In my opinion, data and human guidance are the foundation for future AI success stories.

Where’s the hype? What’s being oversold?

Honestly, hype is everywhere. One of the biggest offenses is the packaging of an AI application as a panacea, and chatbots are a great example this. Only a handful of months ago, chatbots were the hottest thing in AI. Firms were rushing to integrate the software into their websites and call centers. But sky-high expectations were quickly tempered by the limitations of the technology. Chatbots could not provide the level of targeted interaction needed, and the enthusiasm quickly died.

The best bots today use far less AI than advertised—and are usually just a small component of what is essentially a deterministic message workflow. For example, AI would be used to infer whether or not a user’s question was sales or service related and then direct the conversation down the appropriate branch. Each of these series would be composed of questions that were pre-programmed by a human, not generated by some magic AI in the cloud.

Basis Tech recently produced a booklet entitled The Honest Guide to AI for Risk. Why does risk need AI? What are some major challenges facing this sector and what applications might AI have to them?

There are a number of reasons why AI is a good fit for risk technology. There’s actually a line in The Honest Guide that really captures a fundamental concept that I think sets up my response here well: “Managing risk is about knowing.” I’ll explain why knowing is becoming increasingly difficult in just a moment, but the short answer is that AI helps organizations know. That’s why risk needs AI.

As we touched on earlier, data quantities are increasing exponentially and a sizeable portion of that data is unstructured. This data is not only wild in organization, it’s also incredibly diverse in nature. This data comes in all manner of forms, and, perhaps most importantly, an incredible array of languages. While technological advances have helped produce this predicament, the diversity and quantity of the data organizations must now be fluent in is also integrally linked to the continued rise of global trade.

While one might hope the regulatory burden would decrease as material difficulties increase, I’m afraid that relationship is positively correlated. Financial institutions have it particularly rough, as the list of people and organizations they serve is only growing in diversity and size and the penalties for compliance failures are at historic highs.
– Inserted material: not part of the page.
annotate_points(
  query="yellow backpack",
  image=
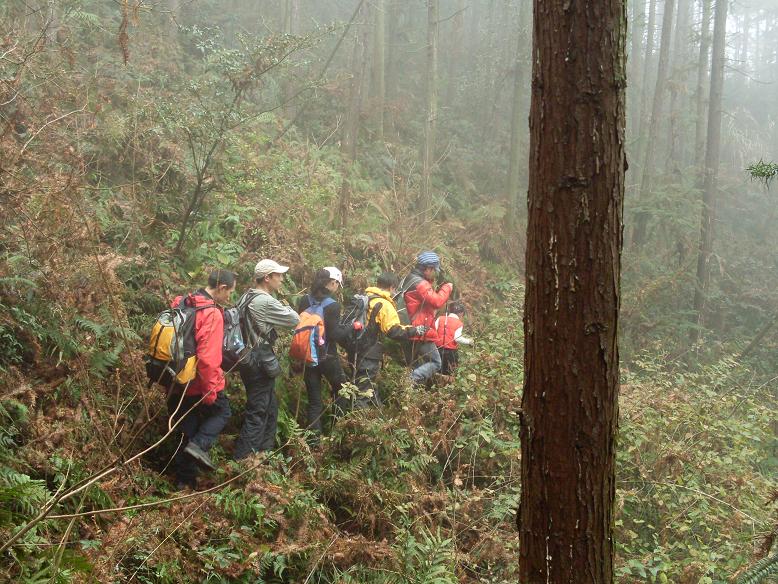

Only AI applications can process data at this scale with the requisite speed and rigor. But even more than efficiency and accuracy, unsupervised AI has the ability to approach and analyze data free of bias, opening up a world of insight human bias had shuttered.

What are some of the major roadblocks to AI integration in this space and how can they be overcome?

The biggest roadblock to integration is known as the “black box” problem. During the training process, machine learning systems build “models.” Models are basically a mapping of how inputs relate to outputs that are generalizable. As you might imagine, models become incredibly complex. This is increasingly true as the systems being trained can create more nuanced, layered distinctions, like with deep learning. Applications built on such sophisticated AI technology can be remarkably accurate, but the models that power them are often far too intricate and dense to understand. They become black boxes: information enters and predictions come out, but the gears of calculation are inscrutable.

This fact introduces at least two major problems. One is optimization. If you don’t know why a system made the judgment it did—and that judgment is wrong—how does one go about fixing it? The other is compliance. If you don’t know why a system made the judgment it did, how does one go about explaining that to a regulator? In this space, regulators expect a defensible, repeatable process, and defense is hard to come by without understanding. Recently, there’s a been a fair amount of research into this problem, but, for now, it is certainly a barrier for AI technology.